Traditions part three

Dwain Northey (Gen X)

Traditions, Part Three: How a Modest Manger Got Run Over by a Sleigh, a Choir, and a Buffet Table

By now in our traditions trilogy, we’ve already watched Christianity quietly inherit—then loudly rebrand—entire libraries of pagan customs while insisting it’s all about one very specific baby in one very specific barn. Which brings us to the final act of this seasonal magic trick: Santa Claus, caroling, and feasting. All of which, it must be said, feel remarkably far afield from the allegedly humble nativity story Christianity claims is the point of the holiday.

Let’s start with the big guy himself.

Santa Claus: Bishop, God, or Coca-Cola Mascot?

Santa Claus did not slide down a chimney in Bethlehem. He did not deliver gifts to shepherds. He did not whisper “Ho ho ho” to Mary while Joseph nervously checked census paperwork.

Santa’s roots are a mashup of St. Nicholas, a 4th-century Greek bishop known for secret gift-giving, and far older pagan figures like Odin, the Norse god who rode an eight-legged flying horse through the winter sky during Yule. Odin watched humanity, judged them, and rewarded or punished accordingly—sound familiar? Christianity eventually baptized this mythological surveillance state, slapped a red hat on it, and called it wholesome.

Fast forward a few centuries, add Dutch folklore (Sinterklaas), Victorian sentimentality, American consumerism, and corporate advertising, and voilà: an immortal elf-employing demigod who judges children year-round and rewards obedience with plastic. If this is about Jesus, then Jesus has outsourced the entire operation to a magical capitalist with a logistics network Amazon can only dream of.

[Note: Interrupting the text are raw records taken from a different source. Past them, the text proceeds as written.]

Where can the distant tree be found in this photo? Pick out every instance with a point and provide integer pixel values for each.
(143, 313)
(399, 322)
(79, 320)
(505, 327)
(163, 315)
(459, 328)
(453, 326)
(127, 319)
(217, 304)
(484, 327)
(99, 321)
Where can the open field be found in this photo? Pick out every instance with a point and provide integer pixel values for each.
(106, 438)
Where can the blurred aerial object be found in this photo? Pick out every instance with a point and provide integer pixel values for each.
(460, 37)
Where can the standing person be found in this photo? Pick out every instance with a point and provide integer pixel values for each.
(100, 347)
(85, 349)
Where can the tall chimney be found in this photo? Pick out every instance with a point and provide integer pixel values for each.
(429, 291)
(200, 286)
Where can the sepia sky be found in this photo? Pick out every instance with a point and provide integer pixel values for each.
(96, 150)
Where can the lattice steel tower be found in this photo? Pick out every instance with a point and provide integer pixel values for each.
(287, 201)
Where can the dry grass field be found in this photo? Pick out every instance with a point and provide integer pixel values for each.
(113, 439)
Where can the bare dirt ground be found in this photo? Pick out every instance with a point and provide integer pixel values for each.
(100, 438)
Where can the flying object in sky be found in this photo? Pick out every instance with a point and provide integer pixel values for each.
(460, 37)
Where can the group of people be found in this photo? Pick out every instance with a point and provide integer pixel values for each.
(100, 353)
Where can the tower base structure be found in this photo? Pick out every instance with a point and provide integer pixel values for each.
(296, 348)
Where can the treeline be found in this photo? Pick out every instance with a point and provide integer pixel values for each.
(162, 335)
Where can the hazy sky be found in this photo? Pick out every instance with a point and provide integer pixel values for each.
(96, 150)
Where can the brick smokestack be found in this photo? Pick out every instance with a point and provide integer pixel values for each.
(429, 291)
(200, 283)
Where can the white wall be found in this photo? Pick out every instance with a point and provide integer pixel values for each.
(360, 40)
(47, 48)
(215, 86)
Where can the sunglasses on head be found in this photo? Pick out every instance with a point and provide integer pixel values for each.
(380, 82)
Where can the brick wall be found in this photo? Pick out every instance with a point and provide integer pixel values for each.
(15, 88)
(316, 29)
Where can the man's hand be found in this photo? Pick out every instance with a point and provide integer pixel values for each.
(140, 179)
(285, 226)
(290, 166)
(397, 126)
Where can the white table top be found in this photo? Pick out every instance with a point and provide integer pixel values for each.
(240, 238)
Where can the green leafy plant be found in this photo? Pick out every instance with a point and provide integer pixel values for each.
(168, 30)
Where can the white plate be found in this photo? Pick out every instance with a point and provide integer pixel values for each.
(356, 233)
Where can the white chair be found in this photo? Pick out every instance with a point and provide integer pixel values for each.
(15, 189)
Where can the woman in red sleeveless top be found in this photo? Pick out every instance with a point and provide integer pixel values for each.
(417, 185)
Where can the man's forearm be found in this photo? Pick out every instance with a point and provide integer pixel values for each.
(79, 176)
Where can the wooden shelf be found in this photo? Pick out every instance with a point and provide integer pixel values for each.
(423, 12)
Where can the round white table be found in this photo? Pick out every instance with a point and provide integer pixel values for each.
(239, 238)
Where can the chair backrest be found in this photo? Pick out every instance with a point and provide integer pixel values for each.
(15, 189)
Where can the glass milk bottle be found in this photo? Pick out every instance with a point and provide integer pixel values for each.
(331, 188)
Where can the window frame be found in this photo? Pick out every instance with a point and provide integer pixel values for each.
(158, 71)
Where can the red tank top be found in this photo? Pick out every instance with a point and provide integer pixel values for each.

Nothing says “humble birth of a Middle Eastern peasant child” like a supernatural being who owns real estate at the North Pole.

Caroling: Pagan Chanting with Better PR

Caroling, too, did not begin as reverent hymns sung quietly in awe of the Christ child. It evolved from wassailing, a pre-Christian tradition involving loud group singing, drinking, and occasionally demanding food or alcohol from neighbors in exchange for good luck. This was less “Silent Night” and more “Nice house you’ve got here—be a shame if your harvest failed.”

These songs were meant to drive away evil spirits, celebrate the return of the sun, and reinforce communal bonds during the bleakest part of winter. Christianity eventually replaced the lyrics with Jesus-centric messaging, but kept the structure: roaming groups, loud voices, seasonal pressure to participate.

The irony is delicious. The nativity story emphasizes quiet wonder, animals breathing softly, a baby laid in straw. Caroling, by contrast, is people ringing your doorbell at night to announce—at full volume—that joy has arrived whether you ordered it or not.

Feasting: Because Nothing Says “Stable” Like a Six-Hour Meal

Then there’s the feasting. Massive meals. Roasts, desserts, alcohol, excess. Tables groaning under the weight of abundance.

Nowhere in the nativity does anyone sit down to a lavish banquet. There is no Christmas ham in the manger. No pie cooling on a windowsill in first-century Judea. Mary and Joseph were poor. Jesus was born in borrowed space. Shepherds brought what they had, not a charcuterie board.

The feasting tradition comes straight from winter solstice festivals, where communities ate heavily because food was scarce, days were short, and survival demanded calories and celebration. You feast because the sun is coming back. You feast because you might not make it through winter otherwise.

Christianity absorbed this instinct and reframed it: we feast for Jesus. Which is curious, since Jesus famously promoted modesty, warned against excess, and flipped tables when religious celebrations turned into marketplaces. Yet somehow his birthday is now marked by overindulgence so intense it requires New Year’s resolutions and elastic waistbands.

The Disconnect No One Talks About

When you strip it down, the contrast is impossible to ignore.

The nativity story is about:

poverty displacement political oppression a quiet, vulnerable birth

Modern Christmas traditions are about:

abundance noise spectacle consumption judgment (naughty or nice, anyone?)

If Jesus were to return during December, there’s a decent chance he’d be turned away from the mall for loitering while Santa took photos inside.

Christianity insists this holiday is about Christ, but nearly every beloved tradition attached to it predates Christianity, contradicts its core message, or actively undermines it. What remains is a theological fig leaf draped over ancient solstice rituals and modern consumer culture, all while insisting that questioning this narrative somehow “misses the point.”

The truth is simpler—and more honest. Christmas isn’t about the nativity story. It never really was. It’s about surviving winter, celebrating light, reinforcing community, and—eventually—selling things. Christianity didn’t invent the holiday; it annexed it.

And somewhere, in a quiet stable long forgotten, the original story is still waiting for its turn—soft-spoken, modest, and utterly drowned out by sleigh bells, choirs, and the sound of another plate being filled.